Fused with internets

With technology from Microsoft Ads, NBC Universal will begin selling commercial time on its broadcast and cable TV networks in a way that mimics online advertising sales.

In the past, marketers purchased ad time based on audience numbers — how many people watched a given show. Recent years have made it possible to target in a more granular fashion, tailoring ads specifically to viewers based on age, gender and income, for example.

Online advertising enables still more granular targeting: ads can be terraced based on past behavior, purchasing history, content of interest, location and other data.

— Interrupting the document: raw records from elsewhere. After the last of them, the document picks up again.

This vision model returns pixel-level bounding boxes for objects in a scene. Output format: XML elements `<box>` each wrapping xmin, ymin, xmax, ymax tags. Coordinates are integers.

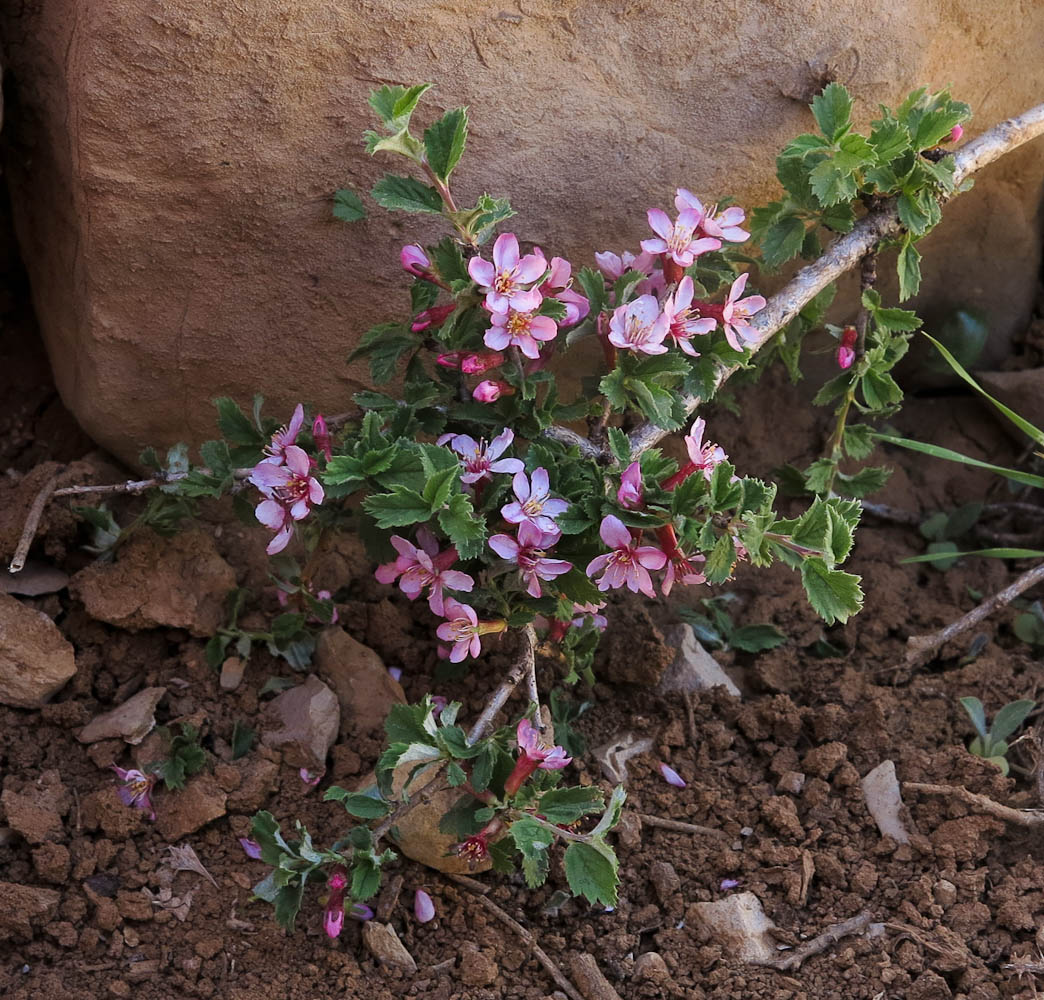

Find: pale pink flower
<box><xmin>609</xmin><ymin>295</ymin><xmax>670</xmax><ymax>354</ymax></box>
<box><xmin>374</xmin><ymin>528</ymin><xmax>475</xmax><ymax>615</ymax></box>
<box><xmin>468</xmin><ymin>233</ymin><xmax>547</xmax><ymax>312</ymax></box>
<box><xmin>490</xmin><ymin>521</ymin><xmax>573</xmax><ymax>597</ymax></box>
<box><xmin>482</xmin><ymin>309</ymin><xmax>559</xmax><ymax>359</ymax></box>
<box><xmin>500</xmin><ymin>469</ymin><xmax>569</xmax><ymax>533</ymax></box>
<box><xmin>721</xmin><ymin>271</ymin><xmax>765</xmax><ymax>351</ymax></box>
<box><xmin>663</xmin><ymin>275</ymin><xmax>717</xmax><ymax>358</ymax></box>
<box><xmin>642</xmin><ymin>209</ymin><xmax>721</xmax><ymax>267</ymax></box>
<box><xmin>436</xmin><ymin>427</ymin><xmax>525</xmax><ymax>485</ymax></box>
<box><xmin>587</xmin><ymin>514</ymin><xmax>667</xmax><ymax>597</ymax></box>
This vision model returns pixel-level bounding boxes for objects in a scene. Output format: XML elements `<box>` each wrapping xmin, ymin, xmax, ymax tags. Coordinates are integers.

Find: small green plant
<box><xmin>678</xmin><ymin>593</ymin><xmax>786</xmax><ymax>652</ymax></box>
<box><xmin>145</xmin><ymin>722</ymin><xmax>207</xmax><ymax>791</ymax></box>
<box><xmin>960</xmin><ymin>698</ymin><xmax>1036</xmax><ymax>775</ymax></box>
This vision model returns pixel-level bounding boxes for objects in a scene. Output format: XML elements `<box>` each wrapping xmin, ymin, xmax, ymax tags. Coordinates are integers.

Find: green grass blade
<box><xmin>925</xmin><ymin>333</ymin><xmax>1044</xmax><ymax>447</ymax></box>
<box><xmin>874</xmin><ymin>433</ymin><xmax>1044</xmax><ymax>489</ymax></box>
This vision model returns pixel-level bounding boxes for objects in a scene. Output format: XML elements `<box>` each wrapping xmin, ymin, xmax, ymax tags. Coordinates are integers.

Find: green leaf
<box><xmin>424</xmin><ymin>108</ymin><xmax>468</xmax><ymax>181</ymax></box>
<box><xmin>801</xmin><ymin>558</ymin><xmax>862</xmax><ymax>625</ymax></box>
<box><xmin>333</xmin><ymin>188</ymin><xmax>366</xmax><ymax>222</ymax></box>
<box><xmin>370</xmin><ymin>173</ymin><xmax>443</xmax><ymax>215</ymax></box>
<box><xmin>565</xmin><ymin>841</ymin><xmax>618</xmax><ymax>906</ymax></box>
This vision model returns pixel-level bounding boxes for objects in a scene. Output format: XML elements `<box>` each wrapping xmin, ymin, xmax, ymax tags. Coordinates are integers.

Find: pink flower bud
<box><xmin>413</xmin><ymin>889</ymin><xmax>435</xmax><ymax>924</ymax></box>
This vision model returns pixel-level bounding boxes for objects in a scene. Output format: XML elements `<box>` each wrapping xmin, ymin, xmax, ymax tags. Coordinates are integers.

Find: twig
<box><xmin>630</xmin><ymin>104</ymin><xmax>1044</xmax><ymax>458</ymax></box>
<box><xmin>638</xmin><ymin>812</ymin><xmax>729</xmax><ymax>837</ymax></box>
<box><xmin>8</xmin><ymin>476</ymin><xmax>58</xmax><ymax>573</ymax></box>
<box><xmin>757</xmin><ymin>910</ymin><xmax>871</xmax><ymax>972</ymax></box>
<box><xmin>906</xmin><ymin>563</ymin><xmax>1044</xmax><ymax>667</ymax></box>
<box><xmin>903</xmin><ymin>781</ymin><xmax>1044</xmax><ymax>827</ymax></box>
<box><xmin>446</xmin><ymin>875</ymin><xmax>584</xmax><ymax>1000</ymax></box>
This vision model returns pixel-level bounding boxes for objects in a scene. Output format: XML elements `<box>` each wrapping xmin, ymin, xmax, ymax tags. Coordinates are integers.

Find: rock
<box><xmin>156</xmin><ymin>775</ymin><xmax>228</xmax><ymax>843</ymax></box>
<box><xmin>362</xmin><ymin>920</ymin><xmax>417</xmax><ymax>974</ymax></box>
<box><xmin>315</xmin><ymin>625</ymin><xmax>406</xmax><ymax>736</ymax></box>
<box><xmin>76</xmin><ymin>688</ymin><xmax>167</xmax><ymax>744</ymax></box>
<box><xmin>0</xmin><ymin>0</ymin><xmax>1044</xmax><ymax>465</ymax></box>
<box><xmin>0</xmin><ymin>594</ymin><xmax>76</xmax><ymax>709</ymax></box>
<box><xmin>69</xmin><ymin>528</ymin><xmax>236</xmax><ymax>638</ymax></box>
<box><xmin>261</xmin><ymin>673</ymin><xmax>340</xmax><ymax>771</ymax></box>
<box><xmin>685</xmin><ymin>892</ymin><xmax>777</xmax><ymax>963</ymax></box>
<box><xmin>657</xmin><ymin>624</ymin><xmax>739</xmax><ymax>697</ymax></box>
<box><xmin>458</xmin><ymin>942</ymin><xmax>500</xmax><ymax>986</ymax></box>
<box><xmin>862</xmin><ymin>760</ymin><xmax>910</xmax><ymax>843</ymax></box>
<box><xmin>0</xmin><ymin>882</ymin><xmax>62</xmax><ymax>941</ymax></box>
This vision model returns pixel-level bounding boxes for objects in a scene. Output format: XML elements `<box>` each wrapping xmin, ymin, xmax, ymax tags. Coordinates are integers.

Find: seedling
<box><xmin>960</xmin><ymin>698</ymin><xmax>1036</xmax><ymax>775</ymax></box>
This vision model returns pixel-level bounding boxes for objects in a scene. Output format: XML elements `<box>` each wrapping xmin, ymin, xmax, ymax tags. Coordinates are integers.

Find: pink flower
<box><xmin>609</xmin><ymin>295</ymin><xmax>670</xmax><ymax>354</ymax></box>
<box><xmin>721</xmin><ymin>272</ymin><xmax>765</xmax><ymax>351</ymax></box>
<box><xmin>250</xmin><ymin>438</ymin><xmax>325</xmax><ymax>555</ymax></box>
<box><xmin>399</xmin><ymin>243</ymin><xmax>431</xmax><ymax>278</ymax></box>
<box><xmin>500</xmin><ymin>469</ymin><xmax>569</xmax><ymax>533</ymax></box>
<box><xmin>587</xmin><ymin>514</ymin><xmax>667</xmax><ymax>597</ymax></box>
<box><xmin>437</xmin><ymin>427</ymin><xmax>525</xmax><ymax>485</ymax></box>
<box><xmin>112</xmin><ymin>764</ymin><xmax>156</xmax><ymax>819</ymax></box>
<box><xmin>642</xmin><ymin>208</ymin><xmax>721</xmax><ymax>267</ymax></box>
<box><xmin>468</xmin><ymin>233</ymin><xmax>547</xmax><ymax>312</ymax></box>
<box><xmin>663</xmin><ymin>275</ymin><xmax>717</xmax><ymax>358</ymax></box>
<box><xmin>482</xmin><ymin>309</ymin><xmax>559</xmax><ymax>360</ymax></box>
<box><xmin>374</xmin><ymin>528</ymin><xmax>475</xmax><ymax>615</ymax></box>
<box><xmin>264</xmin><ymin>403</ymin><xmax>305</xmax><ymax>466</ymax></box>
<box><xmin>413</xmin><ymin>889</ymin><xmax>435</xmax><ymax>924</ymax></box>
<box><xmin>504</xmin><ymin>719</ymin><xmax>572</xmax><ymax>796</ymax></box>
<box><xmin>471</xmin><ymin>379</ymin><xmax>515</xmax><ymax>403</ymax></box>
<box><xmin>490</xmin><ymin>521</ymin><xmax>573</xmax><ymax>597</ymax></box>
<box><xmin>616</xmin><ymin>461</ymin><xmax>643</xmax><ymax>510</ymax></box>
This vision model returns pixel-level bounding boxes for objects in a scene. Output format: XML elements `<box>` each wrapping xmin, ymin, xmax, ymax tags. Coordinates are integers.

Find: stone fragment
<box><xmin>0</xmin><ymin>594</ymin><xmax>76</xmax><ymax>709</ymax></box>
<box><xmin>156</xmin><ymin>775</ymin><xmax>228</xmax><ymax>842</ymax></box>
<box><xmin>261</xmin><ymin>673</ymin><xmax>340</xmax><ymax>770</ymax></box>
<box><xmin>862</xmin><ymin>760</ymin><xmax>910</xmax><ymax>843</ymax></box>
<box><xmin>69</xmin><ymin>528</ymin><xmax>236</xmax><ymax>638</ymax></box>
<box><xmin>315</xmin><ymin>625</ymin><xmax>406</xmax><ymax>736</ymax></box>
<box><xmin>657</xmin><ymin>623</ymin><xmax>739</xmax><ymax>697</ymax></box>
<box><xmin>76</xmin><ymin>688</ymin><xmax>167</xmax><ymax>744</ymax></box>
<box><xmin>685</xmin><ymin>892</ymin><xmax>777</xmax><ymax>963</ymax></box>
<box><xmin>362</xmin><ymin>920</ymin><xmax>417</xmax><ymax>974</ymax></box>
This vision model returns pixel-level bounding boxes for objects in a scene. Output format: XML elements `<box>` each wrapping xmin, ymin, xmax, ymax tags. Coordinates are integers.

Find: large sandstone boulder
<box><xmin>0</xmin><ymin>0</ymin><xmax>1044</xmax><ymax>461</ymax></box>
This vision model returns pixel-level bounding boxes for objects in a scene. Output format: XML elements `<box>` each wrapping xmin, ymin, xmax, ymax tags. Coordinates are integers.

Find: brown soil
<box><xmin>0</xmin><ymin>283</ymin><xmax>1044</xmax><ymax>1000</ymax></box>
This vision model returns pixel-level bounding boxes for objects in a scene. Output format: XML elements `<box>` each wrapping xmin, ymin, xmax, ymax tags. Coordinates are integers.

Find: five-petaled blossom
<box><xmin>500</xmin><ymin>469</ymin><xmax>569</xmax><ymax>535</ymax></box>
<box><xmin>374</xmin><ymin>528</ymin><xmax>475</xmax><ymax>615</ymax></box>
<box><xmin>436</xmin><ymin>427</ymin><xmax>525</xmax><ymax>485</ymax></box>
<box><xmin>250</xmin><ymin>445</ymin><xmax>325</xmax><ymax>555</ymax></box>
<box><xmin>609</xmin><ymin>295</ymin><xmax>670</xmax><ymax>354</ymax></box>
<box><xmin>587</xmin><ymin>514</ymin><xmax>667</xmax><ymax>597</ymax></box>
<box><xmin>663</xmin><ymin>275</ymin><xmax>717</xmax><ymax>358</ymax></box>
<box><xmin>113</xmin><ymin>764</ymin><xmax>156</xmax><ymax>819</ymax></box>
<box><xmin>468</xmin><ymin>233</ymin><xmax>547</xmax><ymax>312</ymax></box>
<box><xmin>435</xmin><ymin>597</ymin><xmax>507</xmax><ymax>663</ymax></box>
<box><xmin>721</xmin><ymin>271</ymin><xmax>765</xmax><ymax>351</ymax></box>
<box><xmin>490</xmin><ymin>521</ymin><xmax>573</xmax><ymax>597</ymax></box>
<box><xmin>504</xmin><ymin>719</ymin><xmax>572</xmax><ymax>796</ymax></box>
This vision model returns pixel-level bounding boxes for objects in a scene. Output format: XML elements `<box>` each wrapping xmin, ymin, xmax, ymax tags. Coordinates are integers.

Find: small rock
<box><xmin>315</xmin><ymin>625</ymin><xmax>406</xmax><ymax>736</ymax></box>
<box><xmin>685</xmin><ymin>897</ymin><xmax>789</xmax><ymax>962</ymax></box>
<box><xmin>156</xmin><ymin>775</ymin><xmax>228</xmax><ymax>842</ymax></box>
<box><xmin>218</xmin><ymin>657</ymin><xmax>246</xmax><ymax>691</ymax></box>
<box><xmin>459</xmin><ymin>943</ymin><xmax>500</xmax><ymax>986</ymax></box>
<box><xmin>657</xmin><ymin>624</ymin><xmax>739</xmax><ymax>697</ymax></box>
<box><xmin>862</xmin><ymin>760</ymin><xmax>910</xmax><ymax>843</ymax></box>
<box><xmin>0</xmin><ymin>594</ymin><xmax>76</xmax><ymax>709</ymax></box>
<box><xmin>76</xmin><ymin>688</ymin><xmax>167</xmax><ymax>744</ymax></box>
<box><xmin>261</xmin><ymin>673</ymin><xmax>340</xmax><ymax>770</ymax></box>
<box><xmin>631</xmin><ymin>951</ymin><xmax>670</xmax><ymax>982</ymax></box>
<box><xmin>362</xmin><ymin>920</ymin><xmax>417</xmax><ymax>973</ymax></box>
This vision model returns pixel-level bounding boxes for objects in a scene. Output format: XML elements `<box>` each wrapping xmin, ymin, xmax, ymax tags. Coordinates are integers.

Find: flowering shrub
<box><xmin>101</xmin><ymin>86</ymin><xmax>967</xmax><ymax>936</ymax></box>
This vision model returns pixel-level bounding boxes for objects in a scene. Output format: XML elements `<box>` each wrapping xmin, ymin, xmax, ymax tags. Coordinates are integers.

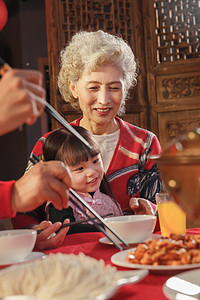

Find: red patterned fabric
<box><xmin>41</xmin><ymin>228</ymin><xmax>200</xmax><ymax>300</ymax></box>
<box><xmin>0</xmin><ymin>180</ymin><xmax>16</xmax><ymax>219</ymax></box>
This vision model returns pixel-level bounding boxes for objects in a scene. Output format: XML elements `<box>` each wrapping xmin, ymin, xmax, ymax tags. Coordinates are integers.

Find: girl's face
<box><xmin>69</xmin><ymin>154</ymin><xmax>103</xmax><ymax>193</ymax></box>
<box><xmin>69</xmin><ymin>64</ymin><xmax>125</xmax><ymax>134</ymax></box>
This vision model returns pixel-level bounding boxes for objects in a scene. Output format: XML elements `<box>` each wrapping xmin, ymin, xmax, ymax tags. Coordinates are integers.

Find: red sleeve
<box><xmin>0</xmin><ymin>180</ymin><xmax>16</xmax><ymax>219</ymax></box>
<box><xmin>12</xmin><ymin>213</ymin><xmax>39</xmax><ymax>229</ymax></box>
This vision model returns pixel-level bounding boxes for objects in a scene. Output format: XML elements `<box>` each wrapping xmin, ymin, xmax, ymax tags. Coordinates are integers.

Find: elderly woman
<box><xmin>13</xmin><ymin>30</ymin><xmax>161</xmax><ymax>246</ymax></box>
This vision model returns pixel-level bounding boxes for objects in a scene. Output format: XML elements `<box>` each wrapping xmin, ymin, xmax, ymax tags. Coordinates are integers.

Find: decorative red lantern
<box><xmin>0</xmin><ymin>0</ymin><xmax>8</xmax><ymax>31</ymax></box>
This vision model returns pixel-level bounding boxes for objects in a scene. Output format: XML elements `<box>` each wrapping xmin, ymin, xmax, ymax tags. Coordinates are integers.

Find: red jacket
<box><xmin>0</xmin><ymin>180</ymin><xmax>16</xmax><ymax>219</ymax></box>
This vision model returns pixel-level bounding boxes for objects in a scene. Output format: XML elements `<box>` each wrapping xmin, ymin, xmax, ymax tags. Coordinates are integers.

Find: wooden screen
<box><xmin>143</xmin><ymin>0</ymin><xmax>200</xmax><ymax>146</ymax></box>
<box><xmin>45</xmin><ymin>0</ymin><xmax>200</xmax><ymax>146</ymax></box>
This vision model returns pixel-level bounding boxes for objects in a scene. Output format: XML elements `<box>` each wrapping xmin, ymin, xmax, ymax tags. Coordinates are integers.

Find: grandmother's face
<box><xmin>70</xmin><ymin>64</ymin><xmax>125</xmax><ymax>134</ymax></box>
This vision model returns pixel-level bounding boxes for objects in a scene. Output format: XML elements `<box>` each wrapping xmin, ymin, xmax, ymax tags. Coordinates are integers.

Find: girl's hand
<box><xmin>33</xmin><ymin>219</ymin><xmax>69</xmax><ymax>250</ymax></box>
<box><xmin>129</xmin><ymin>198</ymin><xmax>156</xmax><ymax>215</ymax></box>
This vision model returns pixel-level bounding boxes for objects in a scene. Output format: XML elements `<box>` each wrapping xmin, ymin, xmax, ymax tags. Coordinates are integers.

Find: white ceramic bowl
<box><xmin>0</xmin><ymin>229</ymin><xmax>37</xmax><ymax>265</ymax></box>
<box><xmin>104</xmin><ymin>215</ymin><xmax>156</xmax><ymax>244</ymax></box>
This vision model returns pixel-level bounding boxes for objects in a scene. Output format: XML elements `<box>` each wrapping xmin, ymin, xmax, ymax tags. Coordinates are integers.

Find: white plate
<box><xmin>0</xmin><ymin>295</ymin><xmax>39</xmax><ymax>300</ymax></box>
<box><xmin>99</xmin><ymin>234</ymin><xmax>161</xmax><ymax>245</ymax></box>
<box><xmin>0</xmin><ymin>252</ymin><xmax>46</xmax><ymax>267</ymax></box>
<box><xmin>111</xmin><ymin>248</ymin><xmax>200</xmax><ymax>272</ymax></box>
<box><xmin>91</xmin><ymin>270</ymin><xmax>149</xmax><ymax>300</ymax></box>
<box><xmin>163</xmin><ymin>269</ymin><xmax>200</xmax><ymax>300</ymax></box>
<box><xmin>0</xmin><ymin>253</ymin><xmax>149</xmax><ymax>300</ymax></box>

The technology NBC will use in tandem with Microsoft ads this layer of demographic data targeting, as well as an automated ad buying process, according to The Wall Street Journal.

It will analyze anonymous set-top box data from satellite and cable companies, and couple that with data from other firms — including purchasing habits, locations and the like. Such data will be updated daily, said founder Chet Kanojia of Navic Networks, a TV ad tech firm that Microsoft bought last year.

For example, a real estate firm could place an ad across a handful of home improvement shows, then Microsoft's technology can serve that marketer other shows that homebuyers/sellers are watching for potential ad placement, regardless of whether the content itself is relevant to real estate.

Unlike past attempts by rivals that have failed, the automated ad sales component will not be auction-based. But President Mike Pilot of Sales and Marketing at NBCU called it an "absolute necessity" to streamline ad sales efforts — in part to give staff more time to develop custom marketing campaigns, including some that weave an ad's wares into a show's storyline.

The internet may not eclipse television as a means of entertainment, but evidence exists that the future of both platforms is a blended one. A recent In-Stat study projects web-to-TV content will appear in 24 million homes by 2013. And companies like Ace Metrix are using merits of the 'net — its speed and efficiency, for example — to measure the effectiveness of TV ad creative.